Python calls Nlpir/ictclas for text participle __python

Source: Internet
Author: User

This paper uses Sogou Chinese corpus mini version of the text data, a total of nine categories (finance, IT, health, sports, tourism, education, recruitment, culture, military), each category A total of 1990 text, and before the experiment through. The PY program captures the first 500 text data as a training set.

Data preprocessing includes text segmentation, word-stopping, frequency statistics, feature selection, using vector space model to represent documents and so on. The next few posts will be followed by these advances 棸 to preprocess the text.

Text segmentation mainly through Python call the Chinese lexical analysis system of CAS Nlpir/ictclas word function, because the use of this article in the Sogou Chinese text corpus in each category is involved in a number of text, so in the word, you need to traverse the text of the folder, the text for batch word processing, and save to Local. You can add a user dictionary as needed in the process so that the words you want to keep are not split. The word segmentation result contains all the characters in the text, including punctuation marks, and so on.

Bloggers are using a 32-bit Windows system, and the following is the code for text segmentation:

#!/usr/bin/env python #-*-coding:utf-8-*-__author__ = ' peter_howe 



Contact Us

The content source of this page is from Internet, which doesn't represent Alibaba Cloud's opinion; products and services mentioned on that page don't have any relationship with Alibaba Cloud. If the content of the page makes you feel confusing, please write us an email, we will handle the problem within 5 days after receiving your email.

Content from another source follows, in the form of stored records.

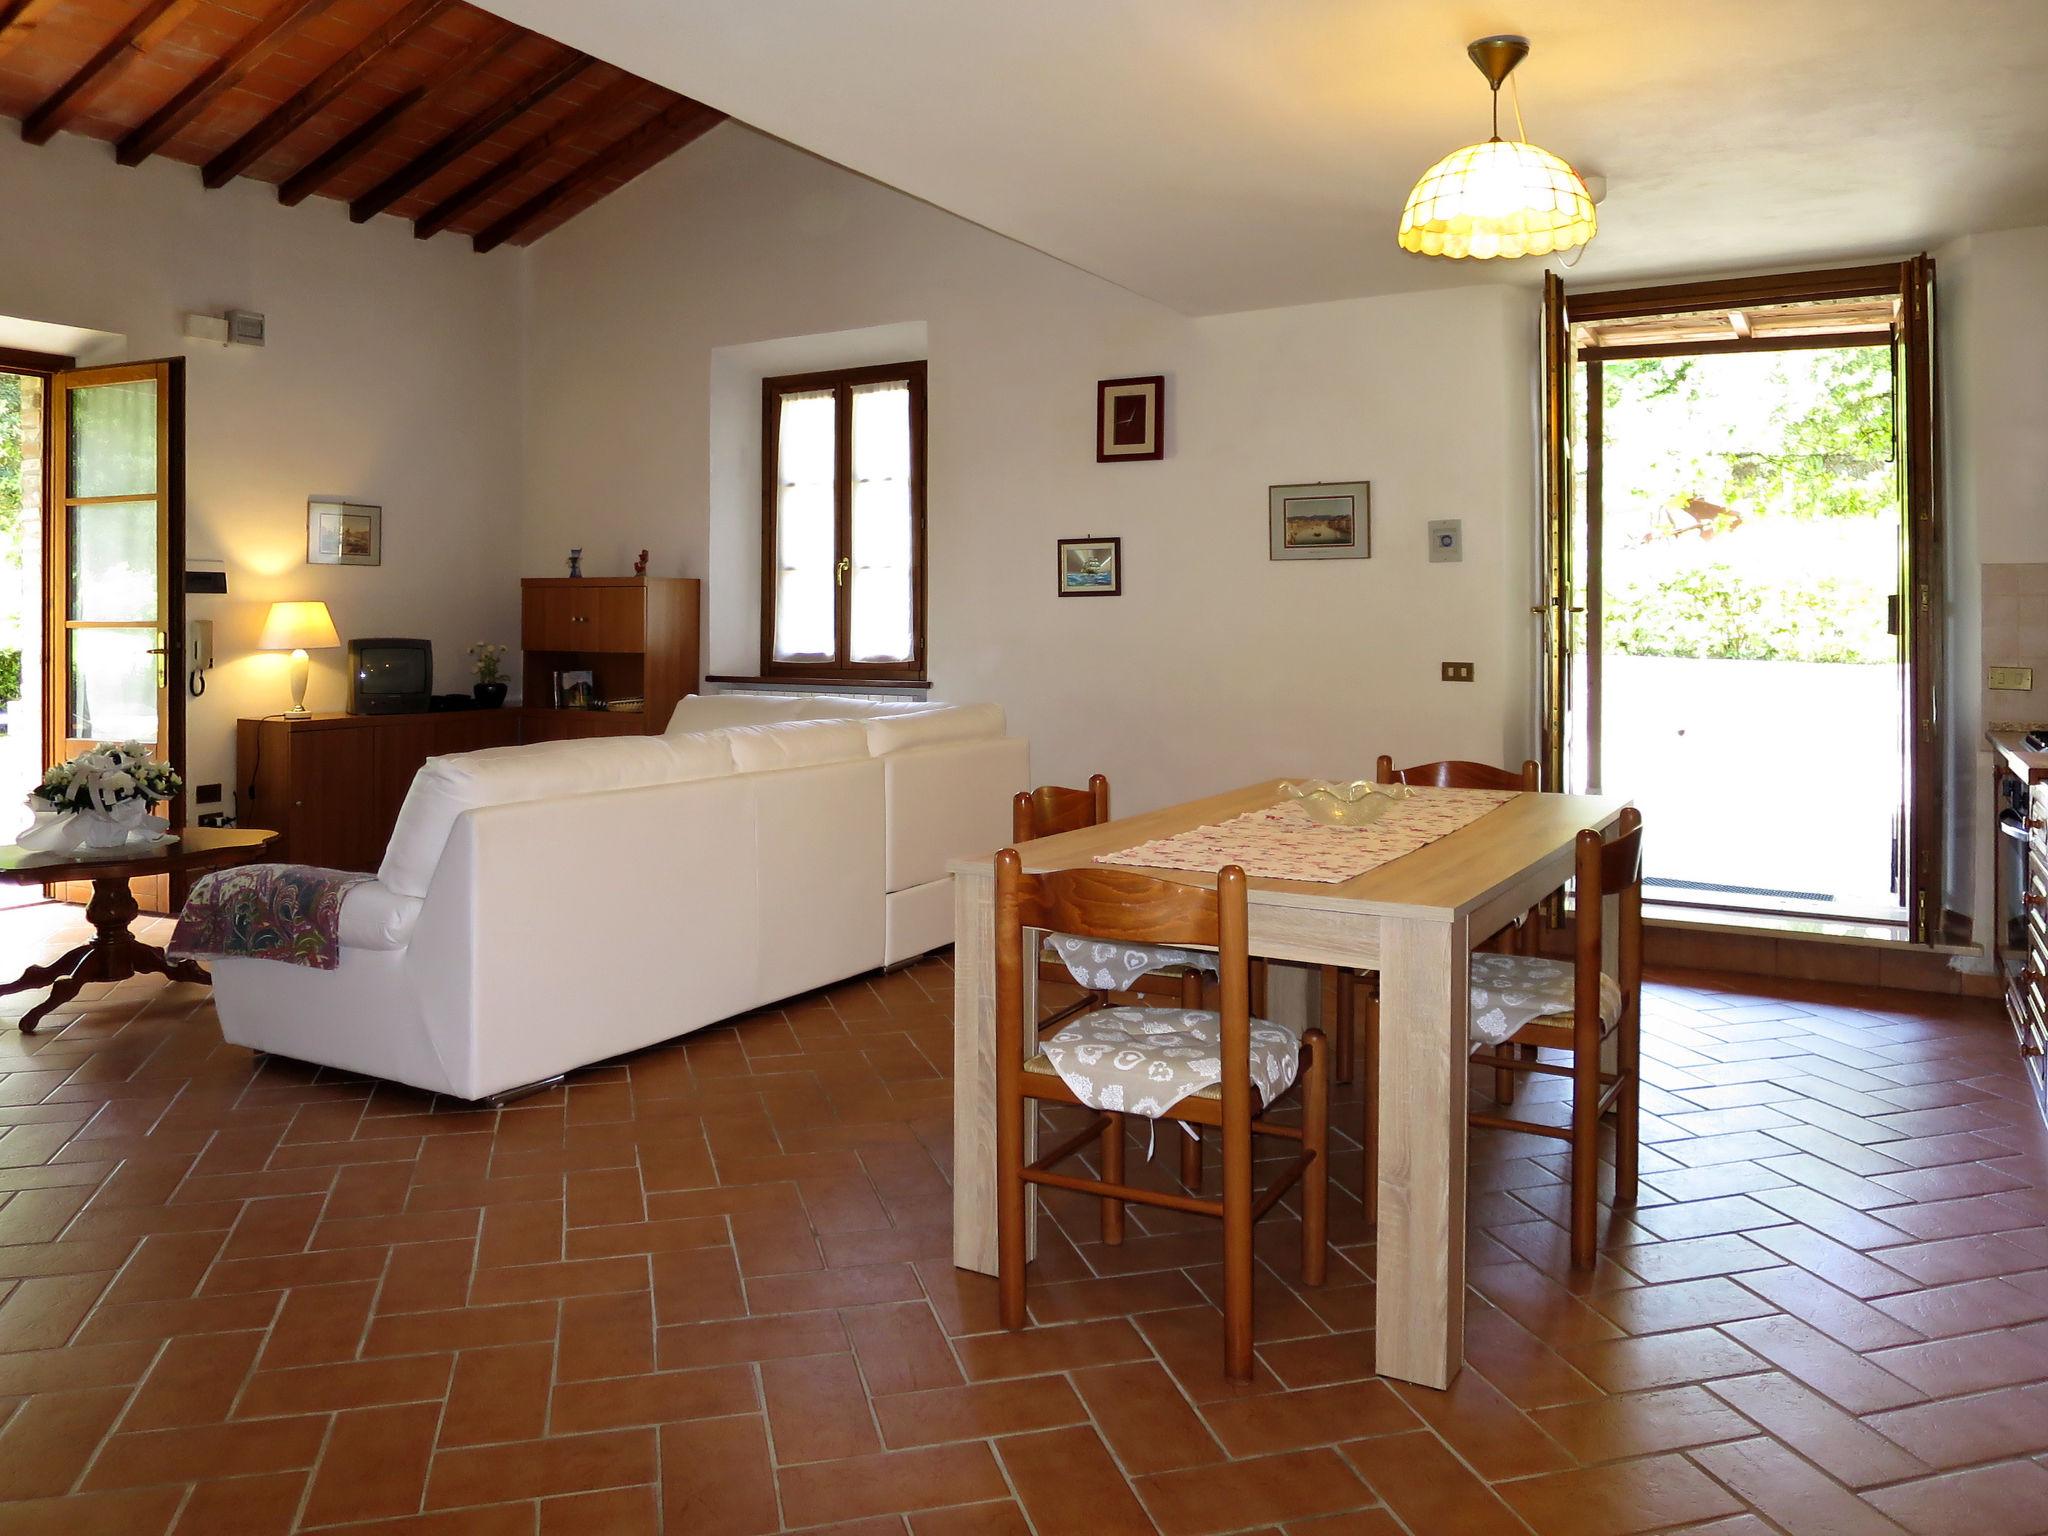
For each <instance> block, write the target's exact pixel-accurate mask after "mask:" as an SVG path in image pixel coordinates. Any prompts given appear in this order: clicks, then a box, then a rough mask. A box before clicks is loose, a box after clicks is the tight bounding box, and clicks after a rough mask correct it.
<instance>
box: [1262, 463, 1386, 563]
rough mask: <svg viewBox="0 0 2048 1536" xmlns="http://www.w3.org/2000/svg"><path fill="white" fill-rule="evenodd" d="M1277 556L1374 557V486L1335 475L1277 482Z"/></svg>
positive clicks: (1273, 530)
mask: <svg viewBox="0 0 2048 1536" xmlns="http://www.w3.org/2000/svg"><path fill="white" fill-rule="evenodd" d="M1266 500H1268V516H1270V520H1272V530H1270V537H1272V549H1270V555H1272V559H1372V485H1370V483H1368V481H1364V479H1335V481H1323V483H1319V485H1272V487H1270V489H1268V492H1266Z"/></svg>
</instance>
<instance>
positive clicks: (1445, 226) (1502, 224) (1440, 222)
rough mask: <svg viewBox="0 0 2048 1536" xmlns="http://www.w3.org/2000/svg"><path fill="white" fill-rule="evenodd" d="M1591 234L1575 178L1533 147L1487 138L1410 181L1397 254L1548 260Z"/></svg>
mask: <svg viewBox="0 0 2048 1536" xmlns="http://www.w3.org/2000/svg"><path fill="white" fill-rule="evenodd" d="M1595 229H1597V215H1595V213H1593V199H1591V195H1589V193H1587V190H1585V182H1583V180H1579V172H1575V170H1573V168H1571V166H1567V164H1565V162H1563V160H1559V158H1556V156H1554V154H1550V152H1548V150H1538V147H1536V145H1534V143H1513V141H1507V139H1489V141H1487V143H1468V145H1464V147H1462V150H1452V152H1450V154H1448V156H1444V158H1442V160H1438V162H1436V164H1434V166H1430V170H1425V172H1423V174H1421V180H1419V182H1415V190H1413V193H1409V201H1407V207H1405V209H1403V211H1401V250H1415V252H1421V254H1423V256H1470V258H1475V260H1489V258H1493V256H1548V254H1550V252H1556V250H1571V248H1573V246H1583V244H1585V242H1587V240H1591V238H1593V231H1595Z"/></svg>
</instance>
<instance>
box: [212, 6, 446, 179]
mask: <svg viewBox="0 0 2048 1536" xmlns="http://www.w3.org/2000/svg"><path fill="white" fill-rule="evenodd" d="M451 2H453V0H408V4H406V6H401V8H399V10H397V12H395V14H393V16H391V18H389V20H385V23H383V25H381V27H377V29H375V31H373V33H371V35H369V37H365V39H362V41H360V43H356V45H354V47H352V49H348V51H346V53H344V55H342V57H338V59H336V61H334V63H330V66H328V68H326V70H322V72H319V76H317V78H315V80H313V82H311V84H309V86H307V88H305V90H301V92H299V94H297V96H293V98H291V100H287V102H285V104H281V106H279V109H276V111H272V113H270V115H268V117H264V121H262V123H258V125H256V127H252V129H250V131H248V133H244V135H242V137H240V139H236V141H233V143H231V145H227V147H225V150H221V152H219V154H217V156H213V160H209V162H207V168H205V170H203V172H201V174H199V178H201V180H203V182H205V184H207V186H225V184H227V182H231V180H233V178H236V176H240V174H242V172H244V170H248V168H250V166H254V164H256V162H258V160H262V158H264V156H266V154H270V150H274V147H276V145H279V143H283V141H285V139H289V137H291V135H293V133H297V131H299V129H303V127H305V125H307V123H311V121H313V117H317V115H319V111H322V109H326V106H328V102H332V100H334V98H336V96H340V94H342V92H344V90H348V86H352V84H354V82H356V78H358V76H360V74H362V72H365V70H369V68H371V66H373V63H377V59H379V57H383V55H385V53H387V51H391V49H393V47H397V45H399V43H403V41H406V39H408V37H412V35H414V33H416V31H420V29H422V27H426V25H428V23H432V20H434V16H438V14H440V12H442V10H446V8H449V4H451Z"/></svg>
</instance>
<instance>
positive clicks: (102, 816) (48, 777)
mask: <svg viewBox="0 0 2048 1536" xmlns="http://www.w3.org/2000/svg"><path fill="white" fill-rule="evenodd" d="M180 788H184V782H182V780H180V778H178V774H176V772H172V768H170V764H168V762H152V760H150V748H145V745H143V743H141V741H102V743H100V745H96V748H92V750H90V752H80V754H78V756H76V758H72V760H70V762H59V764H55V766H53V768H51V770H49V772H47V774H43V782H41V784H37V786H35V788H33V791H31V793H29V809H31V811H35V825H31V827H29V829H27V831H25V834H20V846H23V848H37V850H45V852H47V850H59V852H70V850H74V848H123V846H125V844H131V842H135V844H152V842H164V840H166V838H168V834H170V821H166V819H164V817H160V815H152V813H150V811H152V807H154V805H162V803H164V801H168V799H170V797H172V795H176V793H178V791H180Z"/></svg>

If you find any instances of plagiarism from the community, please send an email to: info-contact@alibabacloud.com and provide relevant evidence. A staff member will contact you within 5 working days.

A Free Trial That Lets You Build Big!

Start building with 50+ products and up to 12 months usage for Elastic Compute Service

  • Sales Support

    1 on 1 presale consultation

  • After-Sales Support

    24/7 Technical Support 6 Free Tickets per Quarter Faster Response

  • Alibaba Cloud offers highly flexible support services tailored to meet your exact needs.